Re: Gutenberg der Abschreiber
Verfasst: 24.02.2011, 00:19
von flinch
realchris hat geschrieben:"Wenn es sehr viele kopierte Stellen in einer Dissertation gibt, argumentieren zwar die Verwaltungsgerichte in der Regel, dass der Kandidat genau gewusst haben muss, was er tat. Aber auf einen möglichen Rechtsstreit mit Guttenberg will es die Uni Bayreuth offenbar nicht ankommen lassen; auch wenn viele Forscher Guttenberg nicht abnehmen, dass er beim Abfassen der Dissertation lediglich unachtsam war.
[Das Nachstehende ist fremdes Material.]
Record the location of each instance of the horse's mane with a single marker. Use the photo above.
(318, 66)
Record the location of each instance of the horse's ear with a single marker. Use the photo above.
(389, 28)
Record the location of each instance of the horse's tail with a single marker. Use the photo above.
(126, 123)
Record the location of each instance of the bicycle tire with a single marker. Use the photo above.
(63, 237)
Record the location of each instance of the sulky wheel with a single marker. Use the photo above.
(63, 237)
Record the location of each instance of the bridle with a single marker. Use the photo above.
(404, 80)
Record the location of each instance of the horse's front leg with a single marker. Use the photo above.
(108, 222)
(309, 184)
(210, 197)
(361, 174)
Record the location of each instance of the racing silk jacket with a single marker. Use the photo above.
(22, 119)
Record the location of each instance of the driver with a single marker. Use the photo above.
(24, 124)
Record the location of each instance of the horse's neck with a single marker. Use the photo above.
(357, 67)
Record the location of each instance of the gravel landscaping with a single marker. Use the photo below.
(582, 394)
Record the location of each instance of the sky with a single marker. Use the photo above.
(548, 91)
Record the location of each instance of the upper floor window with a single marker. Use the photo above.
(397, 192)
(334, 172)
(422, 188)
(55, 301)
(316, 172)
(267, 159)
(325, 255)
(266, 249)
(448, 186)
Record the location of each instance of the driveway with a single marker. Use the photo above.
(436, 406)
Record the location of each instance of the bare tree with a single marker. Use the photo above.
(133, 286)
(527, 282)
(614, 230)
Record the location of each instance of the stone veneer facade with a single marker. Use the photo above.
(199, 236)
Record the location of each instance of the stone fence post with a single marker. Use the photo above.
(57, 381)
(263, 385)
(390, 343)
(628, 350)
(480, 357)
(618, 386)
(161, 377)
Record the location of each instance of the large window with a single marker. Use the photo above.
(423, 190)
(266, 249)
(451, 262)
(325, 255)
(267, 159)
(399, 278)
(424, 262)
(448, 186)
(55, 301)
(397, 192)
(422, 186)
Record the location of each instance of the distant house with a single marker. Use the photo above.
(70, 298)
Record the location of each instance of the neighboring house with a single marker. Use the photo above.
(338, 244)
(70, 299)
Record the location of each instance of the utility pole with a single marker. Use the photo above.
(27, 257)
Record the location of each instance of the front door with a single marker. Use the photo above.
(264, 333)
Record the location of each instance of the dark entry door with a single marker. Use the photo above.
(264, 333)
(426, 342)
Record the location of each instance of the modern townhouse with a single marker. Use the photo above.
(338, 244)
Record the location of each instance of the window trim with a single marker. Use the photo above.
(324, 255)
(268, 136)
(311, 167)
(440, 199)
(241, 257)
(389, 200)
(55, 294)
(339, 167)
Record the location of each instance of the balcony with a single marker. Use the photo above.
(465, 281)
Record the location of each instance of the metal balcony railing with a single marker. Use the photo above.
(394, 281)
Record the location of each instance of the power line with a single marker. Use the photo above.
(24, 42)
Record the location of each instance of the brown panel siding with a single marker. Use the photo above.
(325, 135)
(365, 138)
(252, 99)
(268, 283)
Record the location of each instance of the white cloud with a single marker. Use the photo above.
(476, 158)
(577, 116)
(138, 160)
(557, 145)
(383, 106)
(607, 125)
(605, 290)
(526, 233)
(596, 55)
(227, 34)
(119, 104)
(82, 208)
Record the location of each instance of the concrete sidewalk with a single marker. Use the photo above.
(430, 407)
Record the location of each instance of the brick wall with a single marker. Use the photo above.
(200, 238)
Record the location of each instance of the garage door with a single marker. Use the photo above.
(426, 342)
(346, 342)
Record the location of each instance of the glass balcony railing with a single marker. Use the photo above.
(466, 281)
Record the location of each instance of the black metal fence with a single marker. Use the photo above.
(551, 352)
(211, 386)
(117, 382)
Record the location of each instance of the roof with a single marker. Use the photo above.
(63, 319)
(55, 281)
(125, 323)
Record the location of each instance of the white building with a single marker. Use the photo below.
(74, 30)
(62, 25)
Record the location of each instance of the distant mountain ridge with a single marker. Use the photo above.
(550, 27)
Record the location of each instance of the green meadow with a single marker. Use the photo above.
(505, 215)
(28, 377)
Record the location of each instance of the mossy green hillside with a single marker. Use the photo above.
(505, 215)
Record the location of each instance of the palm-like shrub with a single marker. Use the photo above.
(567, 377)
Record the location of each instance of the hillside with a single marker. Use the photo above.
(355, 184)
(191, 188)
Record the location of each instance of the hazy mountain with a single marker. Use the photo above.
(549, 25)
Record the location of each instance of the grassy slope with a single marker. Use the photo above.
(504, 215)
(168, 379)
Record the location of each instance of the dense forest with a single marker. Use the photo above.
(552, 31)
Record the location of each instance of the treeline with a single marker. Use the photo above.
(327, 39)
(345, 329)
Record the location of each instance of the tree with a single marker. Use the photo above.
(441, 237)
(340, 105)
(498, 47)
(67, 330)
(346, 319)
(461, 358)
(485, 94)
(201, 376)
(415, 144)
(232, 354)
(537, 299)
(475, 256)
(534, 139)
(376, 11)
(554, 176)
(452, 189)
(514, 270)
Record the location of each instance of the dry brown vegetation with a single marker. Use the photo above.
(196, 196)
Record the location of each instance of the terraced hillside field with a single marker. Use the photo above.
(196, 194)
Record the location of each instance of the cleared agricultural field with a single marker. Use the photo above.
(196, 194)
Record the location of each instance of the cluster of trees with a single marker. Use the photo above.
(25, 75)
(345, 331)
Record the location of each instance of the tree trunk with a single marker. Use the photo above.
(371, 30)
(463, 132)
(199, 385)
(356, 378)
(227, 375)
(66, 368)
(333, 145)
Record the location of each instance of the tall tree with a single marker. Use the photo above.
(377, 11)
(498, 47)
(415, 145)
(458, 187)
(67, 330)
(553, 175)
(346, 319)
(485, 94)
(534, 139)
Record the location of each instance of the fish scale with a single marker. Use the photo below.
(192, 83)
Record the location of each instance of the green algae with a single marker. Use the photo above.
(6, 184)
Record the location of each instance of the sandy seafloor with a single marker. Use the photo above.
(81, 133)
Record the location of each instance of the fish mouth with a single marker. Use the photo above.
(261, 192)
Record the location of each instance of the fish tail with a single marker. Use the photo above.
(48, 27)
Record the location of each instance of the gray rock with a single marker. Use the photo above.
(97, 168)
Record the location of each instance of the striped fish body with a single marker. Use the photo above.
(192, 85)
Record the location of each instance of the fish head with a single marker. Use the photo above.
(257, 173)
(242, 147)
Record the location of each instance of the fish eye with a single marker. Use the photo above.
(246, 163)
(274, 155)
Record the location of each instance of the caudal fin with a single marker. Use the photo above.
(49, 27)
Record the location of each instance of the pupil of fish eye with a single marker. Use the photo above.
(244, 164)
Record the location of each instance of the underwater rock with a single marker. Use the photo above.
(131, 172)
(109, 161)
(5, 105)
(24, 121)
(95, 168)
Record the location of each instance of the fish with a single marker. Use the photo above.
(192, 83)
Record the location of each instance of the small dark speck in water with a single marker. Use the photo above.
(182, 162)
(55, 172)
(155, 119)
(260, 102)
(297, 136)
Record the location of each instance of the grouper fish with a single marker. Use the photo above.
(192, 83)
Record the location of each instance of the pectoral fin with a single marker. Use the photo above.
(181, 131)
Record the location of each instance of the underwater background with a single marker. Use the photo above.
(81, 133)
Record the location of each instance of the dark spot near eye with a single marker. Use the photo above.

Ob Guttenberg bewusst getäuscht hat - dazu kann oder will die Universität Bayreuth sich zumindest offiziell nicht äußern."
Quelle:
http://www.sueddeutsche.de/politik/uni- ... -1.1064214
Für mich ein Skandal. Die Konsequenz. Kleinen Student ohne Mittel oder Macht vor Gericht ziehen, einflussreiche Politiker lässt man laufen.
Äh, sry, aber der Satz in der Süddeutschen ist bescheuert.
Zu einem Rechtsstreit mit der Uni wäre es so oder so nicht gekommen. Die Uni zerrt schließlich niemanden vor Gericht. Weder Guttenberg noch den kleinen Studenten. Wenn gepfuscht wurde bei der Doktorarbeit entzieht die Uni dem Pfuscher den Doktortitel wieder, und aus. Nix mit Gericht oder sonstwas. Nur, und NUR dann, wenn der Pfuscher sich ungerecht behandelt fühlt und mit der Entscheidung der Uni nicht einverstanden ist, kann derjenige die Uni verklagen, und nicht anders rum. Das kann im Übrigen auch der kleine mittellose Student machen, schließlich gibt es in Deutschland Prozesskostenhilfe.
Aber über die angebliche Bildkampagne aufregen
Re: Gutenberg der Abschreiber
Verfasst: 24.02.2011, 01:16
von elevar
"Angeblich"? Bitte was?
Ich habe selbst nicht so den Einblick, meine aber, dass das vorsätzliche Täuschen tatsächlich strafbar ist. Dies müsste dann die Uni zur Anzeige bringen.
Re: Gutenberg der Abschreiber
Verfasst: 24.02.2011, 01:33
von Smiley
flinch hat geschrieben:Wenn gepfuscht wurde bei der Doktorarbeit entzieht die Uni dem Pfuscher den Doktortitel wieder, und aus. Nix mit Gericht oder sonstwas. Nur, und NUR dann, wenn der Pfuscher sich ungerecht behandelt fühlt und mit der Entscheidung der Uni nicht einverstanden ist, kann derjenige die Uni verklagen, und nicht anders rum.
Normalerweise gibt man zusammen mit einer Dissertation, Diplomarbeit, u.ä. auch eine Eidesstattliche Versicherung ab, dass man die Arbeit selbstständig erstellt hat und alle benutzten Quellen gekennzeichnet hat. Und für ne falsche Eidesstattliche Versicherung gibts bis zu 3 Jahre.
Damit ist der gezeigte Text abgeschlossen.